On the other hand, the fantasy element and the confusion regarding dreams vs. narrated “reality” help to enhance a magical quality that increasingly takes hold. It’s obvious that surrealism was a strong influence throughout the movie, and the best of these scenes are at least as good as the best dream sequences in some of our favorite (more conventional) Hindi films. (The Encyclopedia of Indian Cinema mentions that Kalpana influenced the famous dream sequence in Awara, but I can certainly think of a few more. For instance, I started to think about the fantasy scenes in Nagin (1954), starring Vyjayanthimala. But the scenes in Uday Shankar’s Kalpana are more gracefully put together, and though they are sometimes amusing, they’re less inevitably comical.)
4. A Couple of Great Clips
Although Kalpana is highly original, not everything within the film is unique. In fact, if you have already watched a lot of old Indian cinema, you should be able to recognize some familiar themes. And with this in mind, I decided to provide two particular videos (from several that Tom posted on his song channel) which show Kalpana exploring themes that I’ve actually discussed in this blog before.
The first theme that I noticed here was the puppet/kathputli theme. Within this song, “Sadion Ki Behoshi Mein,” I also heard a message that I’d found in song sequences from a couple of Golden Age Hindi films: the people of India have been in a slumber and need to be woken up. Although it is less than two minutes long, this song and dance combine both themes in a truly fantastic way!
And the other song I had to bring up here is “Hindustan Ka Bal Hai Hal,” which would have fit very well in my list of sickle songs. (In fact, I’m thinking of writing a new, revised list, just to include this song.) It also contains a strong socialist message about the farmers of India and the “fruits of labor,” so there should be no doubt that Uday Shankar was as intentional with his use of the sickle as a political symbol as Mehboob Khan ever was.
And these are just tiny slices of the film. The quality and quantity of the dances and spectacles here are almost overwhelming. While I would not say that this film is exactly gripping in its linear narrative (nor was it meant to be), it certainly is mesmerizing, and watching it was an experience that made the long wait seem totally worthwhile.
P.S. I mentioned that aspects of Kalpana reminded me of the earlier film, Roti. In the quote from the Encyclopedia of Indian Cinema, there is a reference to Kalpana strongly influencing Chandralekha (also from 1948), which was a very popular film. Unfortunately, I can recall only a few songs from Chandralekha and I don’t even remember if I ever watched the entire film. So for now, I will have to leave it to other people to notice the similarities (and differences). Of course, I may return to this subject at another time.
P.P.S. When I posted about my search for this film 10 years ago, I was very interested in the fact that it was the first film that featured Padmini. (Actually, I think there was at least one Tamil film featuring Padmini that was released earlier, but this was the first film in which she was asked to act.) A point was made about this in the Indiavideodotorg video also (where there is some attention paid to the inclusion of both Padmini and Lalitha), and it is a generally well valued piece of trivia.

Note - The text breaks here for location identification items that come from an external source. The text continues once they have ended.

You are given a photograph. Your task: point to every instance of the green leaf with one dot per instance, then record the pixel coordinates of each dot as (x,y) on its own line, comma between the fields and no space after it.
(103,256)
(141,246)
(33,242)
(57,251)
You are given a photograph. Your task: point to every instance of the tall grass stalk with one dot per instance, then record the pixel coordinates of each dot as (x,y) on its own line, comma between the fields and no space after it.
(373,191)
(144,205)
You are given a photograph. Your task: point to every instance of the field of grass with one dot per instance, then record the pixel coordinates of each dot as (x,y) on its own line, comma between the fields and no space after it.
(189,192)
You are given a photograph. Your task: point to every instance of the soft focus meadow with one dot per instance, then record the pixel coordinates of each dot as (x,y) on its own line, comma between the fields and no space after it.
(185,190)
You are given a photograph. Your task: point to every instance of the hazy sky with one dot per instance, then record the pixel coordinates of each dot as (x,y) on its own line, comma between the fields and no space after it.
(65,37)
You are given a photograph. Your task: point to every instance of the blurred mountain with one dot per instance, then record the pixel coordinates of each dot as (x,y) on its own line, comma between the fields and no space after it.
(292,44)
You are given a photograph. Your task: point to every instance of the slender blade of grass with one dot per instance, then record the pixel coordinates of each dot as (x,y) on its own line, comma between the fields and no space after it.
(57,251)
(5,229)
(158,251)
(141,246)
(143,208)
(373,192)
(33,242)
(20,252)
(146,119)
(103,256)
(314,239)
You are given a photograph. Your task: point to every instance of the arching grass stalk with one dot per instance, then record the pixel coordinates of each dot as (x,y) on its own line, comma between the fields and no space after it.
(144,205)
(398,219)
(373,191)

However, though I recognized Padmini and Lalitha in one of the first dances in the film, I wasn’t able to pick Padmini out of the crowd so easily elsewhere.

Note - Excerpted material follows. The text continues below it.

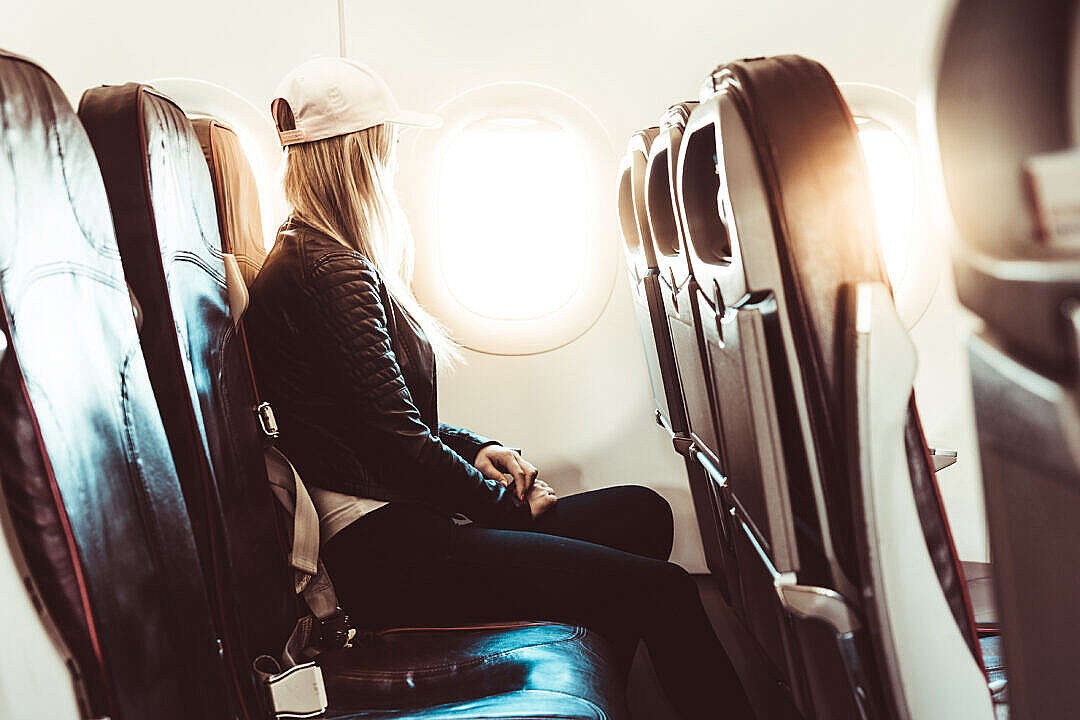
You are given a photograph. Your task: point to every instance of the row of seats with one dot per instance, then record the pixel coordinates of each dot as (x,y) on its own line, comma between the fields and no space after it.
(781,369)
(131,459)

There is a series of pictures of actors from this film that can be found on Surjit Singh’s Hindi Movies… site. An actor is shown and labeled in each of several screen caps from Kalpana, and I did not recognize Padmini in the scene that appears here. I had, however, spotted Usha Kiran correctly, and she actually has a pretty good role.
The real stars of the film are Uday Shankar (of course), Amala Shankar, and Lakshmi Kanta, and they are all excellent here.